Zu dieser Initiative habe ich eine erste Bemerkung: Ich frage mich, ob sie überhaupt gültig ist oder nicht. Wir haben gestern lange darüber diskutiert. Ich stelle Ihnen aber folgende Frage: Ist Absatz 1, der eigentlich Position zur Grundversorgung bezieht, mit Absatz 2, der die Löhne festlegt, überhaupt vereinbar? Das sind für mich zwei komplett verschiedene Dinge. Die Einheit der Materie ist für mich gar nicht gegeben. Aber wir haben ja gestern gehört, dass die Kommission für Rechtsfragen sich mit dieser Frage eingehend auseinandersetzen wird. Ich habe gewisse Zweifel, dass es im vorliegenden Fall richtig ist, wenn wir die Gültigkeit der Initiative einfach so hinnehmen.
Inhaltlich ist es klar: Wenn man einer Unternehmung Gewinne verbietet, wird sie auf Dauer nicht investieren, und das wird auf Dauer zulasten der Kundinnen und Kunden gehen, denn nach zehn bis fünfzehn Jahren wird die Leistung sinken, wenn man nicht innovativ tätig ist, und es werden dann andere die Lücke schliessen wollen und auch können. Es ist für die Kunden also schlecht, aber es ist natürlich auch für den Staat schlecht. Wir haben immerhin eine, zwei Firmen, [PAGE 961] die nette Dividenden an den Staat abliefern, und diese wären selbstverständlich dann auch nicht mehr möglich. Wir müssten die Löcher dann anderweitig stopfen. Wenn ich schaue, wie das formuliert ist, muss ich sagen, dass auch die Swisscom davon betroffen wäre. Auch sie dürfte eigentlich keine Gewinne mehr erwirtschaften, das heisst keine Dividende mehr bezahlen. Ja, das würde doch heissen, dass am Tag, an welchem wir das beschliessen, der Börsenwert der Swisscom-Aktie in den Keller sausen würde.
Bezüglich der Quersubventionierung habe ich gewisse Sympathien: Ich finde Quersubventionierungen in jedem Betrieb, privat oder öffentlich, schlecht. Bei den SBB haben wir Quersubventionierungen, der Immobilienbereich muss ständig ans Netz bezahlen. Das führt auf Dauer zu Verzerrungen und Unklarheiten. Hier bin ich also froh, wenn der Bundesrat darauf hinwirkt - ich glaube, grundsätzlich macht er das -, dass solche Quersubventionierungen nicht stattfinden.

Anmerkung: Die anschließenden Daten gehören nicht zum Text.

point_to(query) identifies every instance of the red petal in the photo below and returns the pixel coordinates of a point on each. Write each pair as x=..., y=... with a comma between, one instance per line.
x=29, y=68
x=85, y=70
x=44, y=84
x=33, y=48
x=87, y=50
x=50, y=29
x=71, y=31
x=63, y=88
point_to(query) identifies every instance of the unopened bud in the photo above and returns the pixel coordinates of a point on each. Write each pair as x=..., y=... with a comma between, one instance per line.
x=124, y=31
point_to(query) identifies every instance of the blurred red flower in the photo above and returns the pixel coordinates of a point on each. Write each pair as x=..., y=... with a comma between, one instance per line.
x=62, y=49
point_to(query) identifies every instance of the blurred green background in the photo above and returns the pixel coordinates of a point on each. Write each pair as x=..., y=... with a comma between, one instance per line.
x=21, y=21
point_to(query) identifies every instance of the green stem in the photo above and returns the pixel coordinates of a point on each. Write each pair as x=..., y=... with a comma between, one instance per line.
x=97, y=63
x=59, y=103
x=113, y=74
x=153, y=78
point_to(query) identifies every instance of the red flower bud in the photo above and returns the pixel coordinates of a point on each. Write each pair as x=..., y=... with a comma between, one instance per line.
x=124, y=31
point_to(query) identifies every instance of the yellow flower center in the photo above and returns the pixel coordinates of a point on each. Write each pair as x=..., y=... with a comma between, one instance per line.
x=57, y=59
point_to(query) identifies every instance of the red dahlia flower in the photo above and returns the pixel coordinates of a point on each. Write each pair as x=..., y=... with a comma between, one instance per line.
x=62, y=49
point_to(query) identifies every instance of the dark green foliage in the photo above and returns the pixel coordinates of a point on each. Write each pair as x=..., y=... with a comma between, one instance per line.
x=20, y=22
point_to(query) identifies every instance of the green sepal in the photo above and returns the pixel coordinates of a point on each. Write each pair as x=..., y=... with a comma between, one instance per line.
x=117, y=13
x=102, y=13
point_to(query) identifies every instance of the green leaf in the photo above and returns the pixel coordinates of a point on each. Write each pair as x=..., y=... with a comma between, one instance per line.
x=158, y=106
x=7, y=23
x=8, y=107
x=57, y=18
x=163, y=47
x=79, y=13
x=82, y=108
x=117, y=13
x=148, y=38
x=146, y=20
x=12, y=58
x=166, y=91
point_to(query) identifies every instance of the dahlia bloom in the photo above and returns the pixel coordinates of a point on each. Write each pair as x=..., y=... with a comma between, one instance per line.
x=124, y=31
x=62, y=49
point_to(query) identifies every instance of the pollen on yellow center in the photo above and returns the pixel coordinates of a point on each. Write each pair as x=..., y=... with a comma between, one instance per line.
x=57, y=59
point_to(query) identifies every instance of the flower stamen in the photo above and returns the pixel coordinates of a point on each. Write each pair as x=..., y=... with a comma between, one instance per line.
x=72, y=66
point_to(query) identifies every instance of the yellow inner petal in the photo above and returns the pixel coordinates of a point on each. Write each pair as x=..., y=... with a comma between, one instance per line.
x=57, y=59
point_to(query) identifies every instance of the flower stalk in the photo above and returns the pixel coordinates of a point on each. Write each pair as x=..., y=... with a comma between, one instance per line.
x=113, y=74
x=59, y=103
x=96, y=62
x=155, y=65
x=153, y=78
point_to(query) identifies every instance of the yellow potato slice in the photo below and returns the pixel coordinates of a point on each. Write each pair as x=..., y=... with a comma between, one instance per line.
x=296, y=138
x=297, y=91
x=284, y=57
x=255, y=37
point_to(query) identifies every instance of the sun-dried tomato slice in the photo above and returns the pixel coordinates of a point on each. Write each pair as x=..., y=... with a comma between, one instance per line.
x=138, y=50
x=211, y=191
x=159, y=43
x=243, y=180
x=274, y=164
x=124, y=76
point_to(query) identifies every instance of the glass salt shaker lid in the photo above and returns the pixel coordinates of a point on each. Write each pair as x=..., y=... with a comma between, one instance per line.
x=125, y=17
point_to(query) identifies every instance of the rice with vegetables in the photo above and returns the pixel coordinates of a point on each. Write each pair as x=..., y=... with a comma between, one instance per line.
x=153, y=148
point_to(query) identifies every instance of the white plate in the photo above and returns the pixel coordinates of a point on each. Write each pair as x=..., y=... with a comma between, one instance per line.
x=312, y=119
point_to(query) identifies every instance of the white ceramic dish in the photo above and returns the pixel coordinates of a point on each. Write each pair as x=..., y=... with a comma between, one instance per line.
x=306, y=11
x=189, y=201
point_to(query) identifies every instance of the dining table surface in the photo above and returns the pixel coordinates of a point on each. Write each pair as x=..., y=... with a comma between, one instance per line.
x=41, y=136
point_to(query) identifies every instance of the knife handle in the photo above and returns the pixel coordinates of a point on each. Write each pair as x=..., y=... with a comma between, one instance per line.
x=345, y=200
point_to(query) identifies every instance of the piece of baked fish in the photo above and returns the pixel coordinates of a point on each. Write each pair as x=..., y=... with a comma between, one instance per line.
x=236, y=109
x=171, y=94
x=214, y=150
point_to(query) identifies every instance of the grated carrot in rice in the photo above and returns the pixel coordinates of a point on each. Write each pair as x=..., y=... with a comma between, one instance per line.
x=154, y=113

Zum dritten Bereich, zu den Löhnen: Ich habe die Löhne der Verwaltungsräte zu Gesicht bekommen, in der Botschaft sind sie aufgeführt. Ich kann mit diesen Löhnen einigermassen leben. Mit gewissen Löhnen des Managements unserer Betriebe habe ich auch meine liebe Mühe, diese finde ich auch zu hoch. Aber da hat der Bundesrat - die Frau Bundesrätin ist zwar jetzt abgelenkt, nicht vom Bischof, aber das spielt keine Rolle - eine spezielle Verantwortung. Es ist seine Verantwortung, dass er bei diesen Löhnen nicht einfach den Headhunter-Methoden der Wirtschaft folgt, sondern eine eigene vernünftige Basis wählt, die einigermassen mit der Verantwortung einhergeht. Ich habe da meine Zweifel, ob bei den heutigen Löhnen im Management gewisser Unternehmungen das Verhältnis stimmt.
Ich stimme deshalb selbstverständlich dieser Initiative nicht zu. Ich bitte Sie aber, Frau Bundesrätin, hier den Finger etwas auf den wunden Punkt zu legen.
Ich bitte Sie, die Initiative zur Ablehnung zu empfehlen, wie das die Kommission mit einer markanten Deutlichkeit von 13 zu 0 Stimmen getan hat.